There are a lot of similarities between The Shape of Water and Let Me Hear You Whisper that don’t feel like mere happenstance. But creation is an amorphous affair, and it’s not easy to pinpoint where, when, or how an idea formulates in someone’s mind. It’s possible for two people to have similar ideas; it’s also possible for someone to sprout an idea based on anecdotes they don’t even realize are tied to an already-existing product. At the end of the day, The Shape of Water is a lovely, surprisingly risqué movie (mostly) deserving of its acclaim, regardless of where its story originated.
Why might this news be coming out this week, you ask? The same week in which The Shape of Water was nominated for 13 Oscars, the most of any 2017 film?
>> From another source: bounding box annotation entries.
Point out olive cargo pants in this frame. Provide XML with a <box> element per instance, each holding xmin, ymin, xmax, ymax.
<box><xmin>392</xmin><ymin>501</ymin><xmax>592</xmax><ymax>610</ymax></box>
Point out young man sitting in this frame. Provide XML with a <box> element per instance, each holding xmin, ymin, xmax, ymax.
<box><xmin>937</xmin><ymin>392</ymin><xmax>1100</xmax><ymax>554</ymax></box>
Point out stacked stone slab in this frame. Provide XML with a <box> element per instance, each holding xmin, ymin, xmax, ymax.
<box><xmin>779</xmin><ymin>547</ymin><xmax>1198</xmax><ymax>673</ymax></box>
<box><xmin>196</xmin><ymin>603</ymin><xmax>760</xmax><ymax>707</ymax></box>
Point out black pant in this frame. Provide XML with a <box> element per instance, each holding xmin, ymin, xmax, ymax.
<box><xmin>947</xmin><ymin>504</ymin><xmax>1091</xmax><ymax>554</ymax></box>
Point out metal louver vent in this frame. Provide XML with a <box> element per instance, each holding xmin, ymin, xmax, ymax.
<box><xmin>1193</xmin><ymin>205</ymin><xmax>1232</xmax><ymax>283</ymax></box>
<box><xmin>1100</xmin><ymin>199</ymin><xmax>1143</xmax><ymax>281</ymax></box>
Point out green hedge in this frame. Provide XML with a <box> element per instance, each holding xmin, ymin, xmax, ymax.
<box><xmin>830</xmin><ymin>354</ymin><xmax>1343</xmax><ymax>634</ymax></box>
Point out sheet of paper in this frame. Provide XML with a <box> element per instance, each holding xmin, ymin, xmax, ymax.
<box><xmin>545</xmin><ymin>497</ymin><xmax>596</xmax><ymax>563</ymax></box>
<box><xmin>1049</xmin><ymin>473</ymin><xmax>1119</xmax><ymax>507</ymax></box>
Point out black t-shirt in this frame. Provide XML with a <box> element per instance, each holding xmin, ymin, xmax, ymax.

There is a historic precedent for Oscar movies getting picked apart in the lead-up to the awards show — see: Slumdog Millionaire and its controversial portrayal of India in 2009, Zero Dark Thirty and the scrutiny over its torture scenes in 2013, and the white-savior narrative that La La Land was saddled with last year. The Shape of Water — which has also begun to face criticism due to its depiction of a disabled person — isn’t the only Oscars front-runner this year that will be examined this rigorously: Three Billboards Outside Ebbing, Missouri is already a lightning rod of controversy because of its clumsy handling of race. Relatively speaking, Zindel’s claims feel less likely to affect The Shape of Water’s Oscar hopes. Compared with fundamental narrative issues on race, the potential plagiarism of a creature-person love story feels particularly trivial.